Трудное дело задумал Никифор. Пока бежать с Мудьюга удалось лишь Вельможному с двумя товарищами. Многое требуется предусмотреть. Остановились на варианте побега с помощью крестьян, которые плавают на остров косить сено. Много дней убил Семен на подготовку надежных крестьян, не испугавшихся риска. Побег облегчался и тем, что Никифор опирался на поддержку французского солдата из охраны.

И вдруг тревожная весть: французский солдат арестован, у Левачева провал. Думали, солдат его выдал. Оказывается, другое. Кто-то из маймакских друзей сумел переслать ему маленькую записку, извещавшую, что его здесь ждут и встретят как самого родного. Не ожидая внезапного обыска, Никифор положил ее в карман. Обнаруженная при обыске, она-то и стала уликой его связей с городом.

Выяснилось, что и Андрей Гуляев, готовивший побег, раскрыт.
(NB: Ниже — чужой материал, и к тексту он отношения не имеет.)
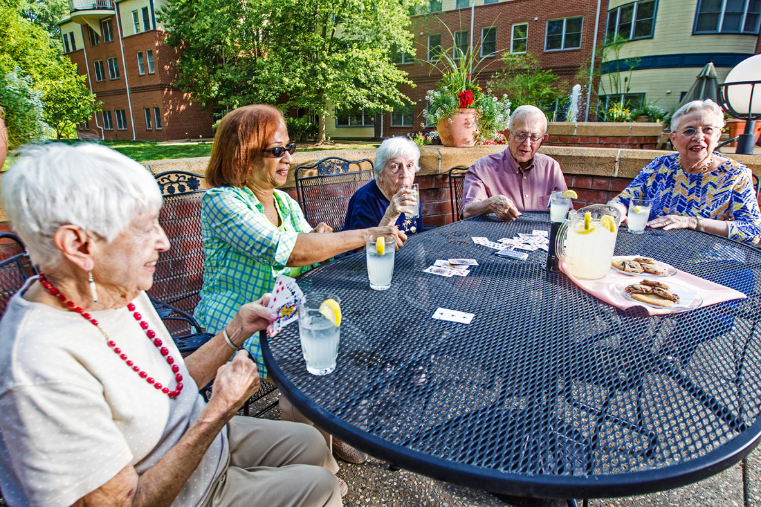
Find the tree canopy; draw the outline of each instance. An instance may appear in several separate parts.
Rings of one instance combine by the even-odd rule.
[[[29,5],[23,0],[0,0],[0,33],[4,34],[0,37],[0,80],[15,83],[14,93],[9,88],[8,93],[0,98],[0,106],[6,117],[26,117],[38,110],[37,106],[23,111],[14,108],[41,101],[45,121],[61,139],[75,124],[85,121],[99,109],[100,103],[96,103],[95,96],[85,85],[86,77],[78,75],[77,66],[60,53],[58,40],[46,28],[24,17],[24,9]],[[13,129],[17,127],[14,125],[13,121],[8,122],[10,137],[27,141],[30,136],[39,139],[39,129],[14,132]]]
[[[391,62],[414,52],[406,30],[421,0],[170,0],[160,18],[180,50],[178,84],[206,107],[252,103],[304,108],[329,100],[380,112],[413,85]],[[427,2],[425,2],[427,5]]]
Бывшего предгорисполкома бросили в яму-карцер без воды и пищи. Через десять дней его вытащили оттуда еле живого. Так и не поднявшись на ноги, он умер. А Левачева снова привезли в тюрьму. Он сумел передать записку: «Дорогие товарищи! Я еще жив, хотя очень плох. Палачи старались меня уморить, но это им не удалось, я все еще продолжаю жить и всем сердцем стремлюсь к вам, на свободную советскую землю, чтобы вместе с вами бороться с проклятыми пришельцами».

Грудин метался как в клетке, не находя новых возможностей для его побега. Как ни ломали они с Золотаревым головы, способа освобождения не находилось, и от этого было мучительно больно.